In [122]:
# Access Log converting Text to CSV
# Rule Authoring - Labeling Data for Supervised ML 

import re
import sys
import netaddr

# Source Access Log file - Text Format
log_file = "E:/MSIS-AU/Thesis/AIML/Logs_Text/access-2019-05-15.log"

# Destination CSV file with labels
dest_file = "E:/MSIS-AU/Thesis/AIML/Logs_CSV_Labelled/access-2019-05-15.csv"

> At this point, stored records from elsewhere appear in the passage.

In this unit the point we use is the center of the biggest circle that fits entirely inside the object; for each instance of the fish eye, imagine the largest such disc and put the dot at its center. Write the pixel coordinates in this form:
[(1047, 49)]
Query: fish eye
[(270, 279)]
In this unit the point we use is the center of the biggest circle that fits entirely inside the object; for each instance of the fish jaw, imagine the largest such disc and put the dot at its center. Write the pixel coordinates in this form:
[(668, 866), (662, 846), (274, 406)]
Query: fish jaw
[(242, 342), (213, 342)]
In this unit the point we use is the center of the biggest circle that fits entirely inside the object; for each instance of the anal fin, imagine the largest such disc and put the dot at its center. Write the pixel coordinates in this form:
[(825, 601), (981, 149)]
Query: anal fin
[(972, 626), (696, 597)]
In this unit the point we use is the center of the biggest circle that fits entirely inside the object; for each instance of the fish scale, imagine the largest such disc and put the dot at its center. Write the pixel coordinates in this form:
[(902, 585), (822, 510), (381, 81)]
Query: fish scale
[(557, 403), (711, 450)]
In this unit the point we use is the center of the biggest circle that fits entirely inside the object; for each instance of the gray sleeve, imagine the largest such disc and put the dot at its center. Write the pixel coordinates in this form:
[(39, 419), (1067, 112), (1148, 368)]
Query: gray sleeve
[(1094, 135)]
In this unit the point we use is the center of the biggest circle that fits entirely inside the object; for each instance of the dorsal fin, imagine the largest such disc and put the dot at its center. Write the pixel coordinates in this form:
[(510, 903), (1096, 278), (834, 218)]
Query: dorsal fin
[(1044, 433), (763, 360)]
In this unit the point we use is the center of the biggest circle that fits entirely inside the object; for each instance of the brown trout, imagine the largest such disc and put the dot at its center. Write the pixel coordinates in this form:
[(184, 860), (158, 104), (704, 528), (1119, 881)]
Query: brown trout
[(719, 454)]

# Retrieving data form a a http log file (access_log)
def extract_data(log_file):
    regex = '([(\d\.)]+) - - \[(.*?)\] "(.*?)" (\d+) (.+) "(.*?)" "(.*?)"'
    data = {}

    log_file = open(log_file, 'r')

    for log_line in log_file:
        log_line=log_line.replace(',','_')
        
        log_line = re.match(regex,log_line).groups()
        
        size = str(log_line[4]).rstrip('\n')

        ip_addr = log_line[0]        
        ip = netaddr.IPAddress(ip_addr)        
        ip_addr_num = ip.value
        
        data_size = int(size)
        
        return_code = log_line[3]

        url = log_line[2]

        param_number = len(url.split('&'))

        url_length = len(url)

        if '-' in size:
            data_size = 0
        else:
            data_size = int(size)

        if (int(return_code) > 0):
            charcs = {}
            charcs['ip_addr'] = ip_addr
            charcs['ip_addr_num'] = ip_addr_num
            charcs['data_size'] = int(data_size)
            charcs['param_number'] = int(param_number)
            charcs['length'] = int(url_length)
            charcs['return_code'] = int(return_code)
            data[url] = charcs        
    return data


# Label data by adding a new column with two possible values:
# label as 1 for attack or suspecious activity and 0 for normal behaviour

def label_data(data,labeled_data):
    
   
    for w in data:

                
        attack = '0'
        attack_label = 'No'

        # Pattrns for identifying Injections - Can add more patterns
        patterns = ['honeypot', '%3b', 'xss', 'sql', '%3c', '%3e', 'eval', 'select', '1=1', 'update', 'union', 'delete']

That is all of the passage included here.